Plasma (XPL) and aster (ASTER) both failed to benefit from Monday’s recovery, losing 4.2% and 2.5% respectively.

Derivatives Positioning

  • The BTC futures market has stabilized after a volatile period. Open interest, which had dropped from $33 billion to $23 billion over the weekend, has now settled at around $26 billion. Similarly, the 3-month annualized basis has rebounded to the 6-7% range, after dipping to 4-5% over the weekend, indicating that the bullish sentiment has largely returned.

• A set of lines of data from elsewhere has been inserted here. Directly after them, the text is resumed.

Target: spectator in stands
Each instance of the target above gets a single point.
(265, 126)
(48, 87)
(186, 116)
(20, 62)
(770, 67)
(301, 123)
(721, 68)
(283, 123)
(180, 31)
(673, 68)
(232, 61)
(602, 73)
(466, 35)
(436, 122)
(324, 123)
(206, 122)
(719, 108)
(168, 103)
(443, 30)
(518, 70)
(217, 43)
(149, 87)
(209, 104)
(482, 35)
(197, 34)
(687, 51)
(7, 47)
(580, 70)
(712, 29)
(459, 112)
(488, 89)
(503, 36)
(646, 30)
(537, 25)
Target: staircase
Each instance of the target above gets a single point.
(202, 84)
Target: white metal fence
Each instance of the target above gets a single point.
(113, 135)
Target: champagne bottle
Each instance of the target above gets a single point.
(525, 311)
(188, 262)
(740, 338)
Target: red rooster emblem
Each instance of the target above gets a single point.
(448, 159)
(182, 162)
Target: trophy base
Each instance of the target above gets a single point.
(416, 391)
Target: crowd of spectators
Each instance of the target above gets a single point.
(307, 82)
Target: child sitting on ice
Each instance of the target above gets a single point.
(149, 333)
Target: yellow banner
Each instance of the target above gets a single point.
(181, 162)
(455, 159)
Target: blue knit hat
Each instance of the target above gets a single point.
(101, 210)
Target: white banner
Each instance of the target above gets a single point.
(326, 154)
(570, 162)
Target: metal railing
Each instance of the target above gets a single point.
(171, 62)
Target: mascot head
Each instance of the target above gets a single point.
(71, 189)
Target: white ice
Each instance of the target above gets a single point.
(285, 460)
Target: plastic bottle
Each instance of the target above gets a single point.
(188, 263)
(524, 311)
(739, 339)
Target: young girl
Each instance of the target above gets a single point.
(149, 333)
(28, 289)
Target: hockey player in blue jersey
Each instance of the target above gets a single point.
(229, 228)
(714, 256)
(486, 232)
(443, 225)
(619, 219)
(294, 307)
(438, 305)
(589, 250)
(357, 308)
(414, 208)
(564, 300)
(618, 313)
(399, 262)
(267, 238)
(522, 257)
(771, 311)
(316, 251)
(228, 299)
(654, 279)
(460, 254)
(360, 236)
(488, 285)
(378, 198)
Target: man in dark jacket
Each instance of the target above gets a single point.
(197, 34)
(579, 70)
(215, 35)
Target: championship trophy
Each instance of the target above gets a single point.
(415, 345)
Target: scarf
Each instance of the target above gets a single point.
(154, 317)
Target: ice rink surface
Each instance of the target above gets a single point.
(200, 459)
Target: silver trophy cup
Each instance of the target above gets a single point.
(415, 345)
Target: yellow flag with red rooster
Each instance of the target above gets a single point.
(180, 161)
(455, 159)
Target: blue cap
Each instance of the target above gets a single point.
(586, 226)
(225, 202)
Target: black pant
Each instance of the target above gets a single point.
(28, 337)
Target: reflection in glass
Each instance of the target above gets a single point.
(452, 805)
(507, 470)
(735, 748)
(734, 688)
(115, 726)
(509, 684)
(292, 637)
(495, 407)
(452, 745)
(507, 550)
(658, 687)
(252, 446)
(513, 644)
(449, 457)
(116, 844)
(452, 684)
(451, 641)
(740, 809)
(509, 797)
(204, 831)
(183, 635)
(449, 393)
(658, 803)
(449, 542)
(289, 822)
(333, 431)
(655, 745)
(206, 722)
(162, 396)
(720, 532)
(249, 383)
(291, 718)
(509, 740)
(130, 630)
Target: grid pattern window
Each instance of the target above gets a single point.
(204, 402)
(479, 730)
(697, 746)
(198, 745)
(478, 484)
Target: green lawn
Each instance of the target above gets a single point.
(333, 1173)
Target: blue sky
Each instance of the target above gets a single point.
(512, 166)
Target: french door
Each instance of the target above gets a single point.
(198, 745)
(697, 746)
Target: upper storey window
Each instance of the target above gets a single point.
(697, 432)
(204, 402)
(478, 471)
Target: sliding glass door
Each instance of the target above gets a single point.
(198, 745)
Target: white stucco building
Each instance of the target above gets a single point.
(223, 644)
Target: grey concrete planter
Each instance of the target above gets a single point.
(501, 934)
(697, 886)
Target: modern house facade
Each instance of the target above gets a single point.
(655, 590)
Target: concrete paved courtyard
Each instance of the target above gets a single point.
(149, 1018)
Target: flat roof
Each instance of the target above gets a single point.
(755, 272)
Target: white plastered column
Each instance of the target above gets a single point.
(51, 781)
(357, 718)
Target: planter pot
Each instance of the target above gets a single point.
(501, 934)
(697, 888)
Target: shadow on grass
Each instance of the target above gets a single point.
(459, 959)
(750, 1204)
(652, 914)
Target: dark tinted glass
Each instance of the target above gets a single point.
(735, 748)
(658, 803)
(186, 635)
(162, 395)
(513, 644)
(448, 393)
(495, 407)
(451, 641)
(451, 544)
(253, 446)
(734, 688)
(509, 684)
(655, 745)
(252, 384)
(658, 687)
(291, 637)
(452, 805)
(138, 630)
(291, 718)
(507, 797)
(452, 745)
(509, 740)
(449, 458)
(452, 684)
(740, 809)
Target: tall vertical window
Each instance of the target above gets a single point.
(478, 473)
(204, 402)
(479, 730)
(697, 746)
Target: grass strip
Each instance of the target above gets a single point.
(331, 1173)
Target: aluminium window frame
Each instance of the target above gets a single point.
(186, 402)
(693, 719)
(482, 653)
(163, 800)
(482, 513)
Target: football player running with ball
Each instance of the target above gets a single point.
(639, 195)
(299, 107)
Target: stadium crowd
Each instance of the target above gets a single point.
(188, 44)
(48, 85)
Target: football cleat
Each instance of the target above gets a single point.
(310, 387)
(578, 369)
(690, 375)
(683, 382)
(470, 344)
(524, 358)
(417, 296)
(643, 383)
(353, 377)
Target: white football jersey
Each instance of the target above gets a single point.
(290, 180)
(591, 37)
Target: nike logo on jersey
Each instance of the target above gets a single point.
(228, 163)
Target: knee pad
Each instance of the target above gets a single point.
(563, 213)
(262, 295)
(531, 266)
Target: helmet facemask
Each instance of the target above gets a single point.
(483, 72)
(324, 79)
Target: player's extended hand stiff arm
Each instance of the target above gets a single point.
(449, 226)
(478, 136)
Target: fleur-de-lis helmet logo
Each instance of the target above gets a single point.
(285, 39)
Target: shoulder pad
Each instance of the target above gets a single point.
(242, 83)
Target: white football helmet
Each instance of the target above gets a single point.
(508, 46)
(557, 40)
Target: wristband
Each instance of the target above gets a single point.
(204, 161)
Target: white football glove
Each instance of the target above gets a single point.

However, funding rates remain a key area of divergence; while Bybit and Hyperliquid have settled around 10%, Binance’s rate is negative.
  • The BTC options market is showing a renewed bullish lean. The 24-hour Put/Call Volume has shifted to be more in favor of calls, now at over 56%. Additionally, the 1-week 25 Delta Skew has risen to 2.5% after a period of flatness.
  • These metrics indicate a market with increasing demand for bullish exposure and upside protection, reflecting a shift away from the recent «cautious neutrality.»
  • Coinglass data shows $620 million in 24 hour liquidations, with a 34-66 split between longs and shorts. ETH ($218 million), BTC ($124 million) and SOL ($43 million) were the leaders in terms of notional liquidations. Binance liquidation heatmap indicates $116,620 as a core liquidation level to monitor, in case of a price rise.

Token Talk

By Oliver Knight

  • The crypto market kicked off Monday with a rebound in the wake of a sharp weekend leverage flush. According to data from CoinMarketCap, the total crypto market cap climbed roughly 5.7% in the past 24 hours, with volume jumping about 26.8%, suggesting those liquidated at the weekend are repurchasing their positions.
  • A total of $19 billion worth of derivatives positions were wiped out over the weekend with the vast majority being attributed to those holding long positions, in the past 24 hours, however, $626 billion was liquidated with $420 billion of that being on the short side, demonstrating a reversal in sentiment, according to CoinGlass.
  • The recovery has been tentative so far; the dominance of Bitcoin remains elevated at about 58.45%, down modestly from recent highs, which implies altcoins may still lag as capital piles back into safer large-cap names.
  • The big winner of Monday’s recovery was synthetix (SNX), which rose by more than 120% ahead of a crypto trading competition that will see it potentially start up «perpetual wars» with HyperLiquid.